Pour ses protagonistes, une finale a toujours le même dénouement : des larmes. Sauf que la moitié de ceux qui pleurent affiche un sourire juste en dessous de leurs yeux qui coulent, tandis que l’autre moitié ne peut retenir une moue dégoûtée. Larmes de joie, larmes de peine. Les deux extrêmes de la gamme d’émotions que ressentent les êtres humains normalement constitués. Le 10 juillet 2016, l’équipe de France était du mauvais côté de la frise, crucifiée par un Portugais qui porte des dreads sans avoir rien vu venir. Un souvenir « tellement douloureux » pour Deschamps qu’il ne souhaite même plus s’attarder dessus. Cependant, en jetant un œil aux déclarations des Bleus de ces derniers jours, pas besoin d’être un psychanalyste mondialement réputé pour comprendre que Deschamps et ses joueurs veulent tout faire pour transformer la déception de 2016 en atout. Un travail qui a demandé de l’introspection, voire même une remise en question pour certains, et qui semble porter ses fruits si l’on en croit la prudence affichée par les tricolores. Une façon d’aborder la dernière marche aux antipodes de celle d’il y a deux ans.
Faire péter la France
Ne pas répéter deux fois la même erreur, c’est d’abord reconnaître ses torts. Une étape que Paul Pogba a franchi. Et aujourd’hui, il n’hésite plus à parler de cette sale soirée en pointant du doigt les dysfonctionnements qui avaient eu lieu : « Je pense qu’à l’Euro, vous le savez tous, on pensait que c’était déjà fait. La mentalité, elle n’était pas pareille. Franchement, je ne vais pas mentir, quand on a gagné contre l’Allemagne, on pensait que c’était ça la finale. Contre le Portugal, on s’est dit que c’était gagné d’avance, et c’était ça notre erreur. » La leçon de vie a été apprise. De force, certes, mais les enseignements sont désormais intégrés.

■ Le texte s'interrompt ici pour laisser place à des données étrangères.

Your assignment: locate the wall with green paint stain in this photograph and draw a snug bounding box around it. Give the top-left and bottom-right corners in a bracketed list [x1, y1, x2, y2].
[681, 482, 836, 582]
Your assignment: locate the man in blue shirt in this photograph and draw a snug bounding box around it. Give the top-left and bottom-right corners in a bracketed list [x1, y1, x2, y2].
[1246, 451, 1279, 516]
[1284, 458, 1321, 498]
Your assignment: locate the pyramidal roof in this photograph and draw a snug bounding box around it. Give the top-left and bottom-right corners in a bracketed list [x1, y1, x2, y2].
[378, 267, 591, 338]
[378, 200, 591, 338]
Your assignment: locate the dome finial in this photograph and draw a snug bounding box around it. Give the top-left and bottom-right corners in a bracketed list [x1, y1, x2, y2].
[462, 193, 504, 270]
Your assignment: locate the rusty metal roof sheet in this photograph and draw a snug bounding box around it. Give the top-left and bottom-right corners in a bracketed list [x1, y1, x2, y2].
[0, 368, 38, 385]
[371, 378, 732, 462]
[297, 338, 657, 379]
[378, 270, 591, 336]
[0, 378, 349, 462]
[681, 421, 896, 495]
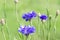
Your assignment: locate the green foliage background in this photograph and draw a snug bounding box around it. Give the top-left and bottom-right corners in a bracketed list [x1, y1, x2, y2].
[0, 0, 60, 40]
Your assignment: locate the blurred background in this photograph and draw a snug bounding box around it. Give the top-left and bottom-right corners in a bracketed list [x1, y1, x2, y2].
[0, 0, 60, 40]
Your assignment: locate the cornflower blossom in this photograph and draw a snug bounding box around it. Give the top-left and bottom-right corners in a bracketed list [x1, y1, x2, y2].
[22, 11, 37, 21]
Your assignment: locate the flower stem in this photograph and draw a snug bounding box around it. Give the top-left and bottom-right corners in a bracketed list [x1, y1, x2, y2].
[26, 36, 28, 40]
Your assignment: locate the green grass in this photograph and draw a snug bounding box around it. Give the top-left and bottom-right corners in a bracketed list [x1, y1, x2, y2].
[0, 0, 60, 40]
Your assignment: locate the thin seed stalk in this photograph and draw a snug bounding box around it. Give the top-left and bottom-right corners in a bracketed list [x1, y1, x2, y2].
[42, 20, 45, 40]
[3, 0, 10, 39]
[1, 28, 6, 40]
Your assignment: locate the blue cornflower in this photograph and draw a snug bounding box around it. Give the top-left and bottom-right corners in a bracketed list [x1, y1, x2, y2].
[40, 14, 48, 20]
[18, 25, 35, 36]
[22, 11, 37, 21]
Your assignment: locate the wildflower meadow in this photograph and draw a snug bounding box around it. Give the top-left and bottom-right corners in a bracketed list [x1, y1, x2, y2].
[0, 0, 60, 40]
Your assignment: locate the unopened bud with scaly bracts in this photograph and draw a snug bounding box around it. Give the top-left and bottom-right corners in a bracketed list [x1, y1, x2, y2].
[55, 10, 60, 18]
[0, 18, 5, 25]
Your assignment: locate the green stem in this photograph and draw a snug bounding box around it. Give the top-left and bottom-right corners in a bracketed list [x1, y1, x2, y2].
[1, 28, 6, 40]
[15, 3, 20, 25]
[26, 36, 28, 40]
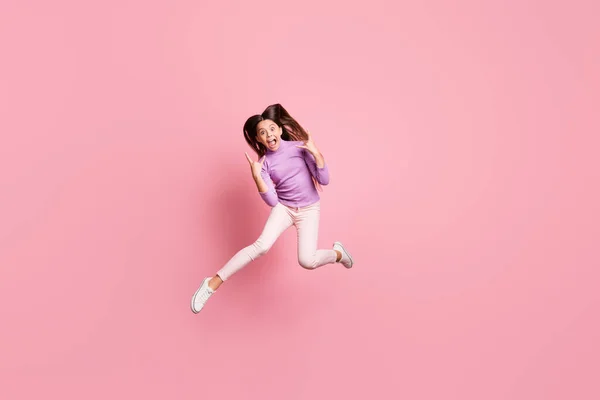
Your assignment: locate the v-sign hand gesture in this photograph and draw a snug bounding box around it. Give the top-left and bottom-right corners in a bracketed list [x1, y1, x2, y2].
[245, 153, 266, 178]
[296, 130, 319, 154]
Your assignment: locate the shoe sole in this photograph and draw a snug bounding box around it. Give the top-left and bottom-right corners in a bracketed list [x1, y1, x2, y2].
[333, 242, 354, 269]
[190, 278, 210, 314]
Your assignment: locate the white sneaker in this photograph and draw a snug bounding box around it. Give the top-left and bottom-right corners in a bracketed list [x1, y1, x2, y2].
[333, 242, 354, 268]
[192, 278, 215, 314]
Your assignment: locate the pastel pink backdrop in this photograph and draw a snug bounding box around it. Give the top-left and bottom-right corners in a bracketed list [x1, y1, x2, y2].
[0, 0, 600, 400]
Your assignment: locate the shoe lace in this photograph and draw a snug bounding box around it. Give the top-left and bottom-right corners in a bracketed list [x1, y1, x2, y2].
[198, 289, 212, 303]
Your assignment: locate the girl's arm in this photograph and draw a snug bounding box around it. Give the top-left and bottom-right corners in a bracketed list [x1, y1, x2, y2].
[254, 166, 279, 207]
[246, 153, 279, 207]
[302, 149, 329, 186]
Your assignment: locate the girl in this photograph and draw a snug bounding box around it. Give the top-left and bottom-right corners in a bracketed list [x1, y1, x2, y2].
[191, 104, 353, 313]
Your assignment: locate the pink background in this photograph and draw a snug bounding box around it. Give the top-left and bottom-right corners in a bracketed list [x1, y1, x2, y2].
[0, 0, 600, 400]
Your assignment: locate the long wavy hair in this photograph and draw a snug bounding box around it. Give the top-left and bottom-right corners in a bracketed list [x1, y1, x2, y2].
[244, 104, 308, 158]
[244, 103, 321, 189]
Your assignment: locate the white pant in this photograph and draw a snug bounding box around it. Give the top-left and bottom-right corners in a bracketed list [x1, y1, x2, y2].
[217, 202, 337, 281]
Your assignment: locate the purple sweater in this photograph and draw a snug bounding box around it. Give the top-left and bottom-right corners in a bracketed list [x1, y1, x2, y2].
[259, 140, 329, 207]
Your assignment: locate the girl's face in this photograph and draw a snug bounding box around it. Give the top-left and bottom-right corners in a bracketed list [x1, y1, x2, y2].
[256, 119, 283, 151]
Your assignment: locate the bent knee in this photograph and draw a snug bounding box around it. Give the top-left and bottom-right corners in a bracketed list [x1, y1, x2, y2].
[253, 240, 271, 258]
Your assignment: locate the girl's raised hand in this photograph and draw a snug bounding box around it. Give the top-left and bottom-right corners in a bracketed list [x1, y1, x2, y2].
[296, 130, 319, 154]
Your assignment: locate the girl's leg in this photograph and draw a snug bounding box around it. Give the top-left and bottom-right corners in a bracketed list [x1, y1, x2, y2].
[295, 203, 338, 269]
[210, 203, 293, 284]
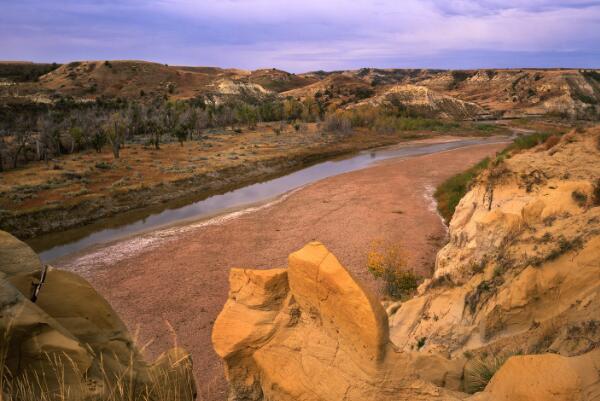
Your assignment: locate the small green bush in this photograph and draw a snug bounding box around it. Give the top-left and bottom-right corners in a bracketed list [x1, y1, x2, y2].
[464, 355, 512, 394]
[434, 157, 490, 222]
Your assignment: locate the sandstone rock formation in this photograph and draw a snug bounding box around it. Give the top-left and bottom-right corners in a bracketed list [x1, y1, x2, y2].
[0, 231, 195, 401]
[213, 242, 462, 401]
[213, 129, 600, 401]
[357, 85, 486, 120]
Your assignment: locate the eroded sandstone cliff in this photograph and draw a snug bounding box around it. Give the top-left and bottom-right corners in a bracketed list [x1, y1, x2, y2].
[213, 129, 600, 401]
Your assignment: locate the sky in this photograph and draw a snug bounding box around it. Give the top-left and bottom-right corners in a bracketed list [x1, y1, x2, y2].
[0, 0, 600, 72]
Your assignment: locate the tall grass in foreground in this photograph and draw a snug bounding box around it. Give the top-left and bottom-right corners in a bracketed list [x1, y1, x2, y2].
[0, 323, 196, 401]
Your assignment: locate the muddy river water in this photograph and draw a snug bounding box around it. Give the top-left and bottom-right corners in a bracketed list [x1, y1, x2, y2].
[29, 137, 507, 262]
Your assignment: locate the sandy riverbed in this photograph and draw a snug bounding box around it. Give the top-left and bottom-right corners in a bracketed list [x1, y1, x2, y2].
[61, 140, 505, 400]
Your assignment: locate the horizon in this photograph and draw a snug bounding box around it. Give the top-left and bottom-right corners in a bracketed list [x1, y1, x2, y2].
[0, 58, 600, 75]
[0, 0, 600, 73]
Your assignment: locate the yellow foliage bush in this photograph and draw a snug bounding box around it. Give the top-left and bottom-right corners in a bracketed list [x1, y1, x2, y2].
[367, 241, 419, 299]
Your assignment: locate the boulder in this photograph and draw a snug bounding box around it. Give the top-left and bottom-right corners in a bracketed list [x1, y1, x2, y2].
[0, 231, 196, 401]
[212, 242, 462, 401]
[473, 350, 600, 401]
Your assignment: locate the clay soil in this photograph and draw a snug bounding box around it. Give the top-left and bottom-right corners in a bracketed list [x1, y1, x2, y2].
[62, 140, 505, 400]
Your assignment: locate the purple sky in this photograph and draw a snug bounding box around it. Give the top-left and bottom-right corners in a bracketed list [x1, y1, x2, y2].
[0, 0, 600, 72]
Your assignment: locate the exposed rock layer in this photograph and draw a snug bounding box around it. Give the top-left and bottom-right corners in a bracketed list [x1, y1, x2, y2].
[213, 132, 600, 401]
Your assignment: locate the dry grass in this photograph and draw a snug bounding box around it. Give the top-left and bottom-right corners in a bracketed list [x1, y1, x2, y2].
[0, 124, 436, 216]
[0, 322, 196, 401]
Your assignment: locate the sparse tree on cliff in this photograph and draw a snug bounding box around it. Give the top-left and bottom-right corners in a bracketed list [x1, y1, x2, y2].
[104, 113, 127, 159]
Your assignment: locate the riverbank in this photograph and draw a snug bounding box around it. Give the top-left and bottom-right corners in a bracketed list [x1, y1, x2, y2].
[0, 124, 503, 239]
[58, 139, 505, 400]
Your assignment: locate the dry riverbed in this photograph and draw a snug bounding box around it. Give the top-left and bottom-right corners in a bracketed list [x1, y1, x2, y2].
[59, 138, 505, 400]
[0, 124, 502, 239]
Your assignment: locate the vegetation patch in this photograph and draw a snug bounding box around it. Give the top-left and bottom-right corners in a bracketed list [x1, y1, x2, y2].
[464, 353, 515, 394]
[434, 157, 490, 222]
[367, 241, 421, 299]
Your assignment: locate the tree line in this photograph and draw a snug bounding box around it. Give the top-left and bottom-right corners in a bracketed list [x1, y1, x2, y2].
[0, 96, 450, 171]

Les joueurs qui étaient sur la pelouse du stade de France quand Éder a marqué et qui sont encore dans les 23 au Mondial russe ont deux ans de plus, le groupe est « plus mature » comme l’a rappelé Varane, et donc plus à même d’écouter certains messages et d’avoir un comportement approprié à l’enjeu. Pogba conclut : « Cette finale, on ne va pas l’aborder comme la dernière fois.(…)On veut faire péter la France. » Utiliser un mauvais souvenir pour écrire l’histoire deux ans plus tard, et rayer par la même occasion le mauvais souvenir de sa mémoire. Un chemin logique, nécessaire même, et que les Bleus ont emprunté sans en dévier. Surtout à deux jours du jour J et alors qu’ils se retrouvent dans le même type de tambouille que deux étés plus tôt, c’est-à-dire avec un adversaire supposément plus faible de l’autre côté du ring.
Docteur Maboul
Depuis que les Français connaissent le nom de la sélection qu’il affronteront dimanche, ils abattent un travail de pédagogie minutieux pour rejeter loin d’eux tout ce qui pourrait être considéré comme un avantage. À commencer par les fameuses trois prolongations de suite disputées par les Croates, qui arriveront au Loujniki avec 90 minutes de jeu en plus dans les pattes, sans compter deux séances de tirs au but. « Quand on joue une finale, la fatigue on n’y pense pas trop. Même avec la fatigue, je pense qu’ils seront là » , pose Samuel Umtiti. Concernant la finale de 2016, l’ancien Lyonnais joue les gros bras : « Je suis passé à autre chose. » Malgré tout, la gifle reçue lui a aussi servi de leçon : « Je pense qu’on sait ce qu’on a mal fait, et ce qu’on ne doit pas faire pour que ça ne se reproduise pas. » Même discours ou presque du côté de Blaise Matuidi, qui a répété plusieurs fois en conférence de presse qu’il vivait très certainement sa dernière Coupe du monde : « C’est encore dans un coin de ma tête, et tant mieux. On va l’aborder différemment. »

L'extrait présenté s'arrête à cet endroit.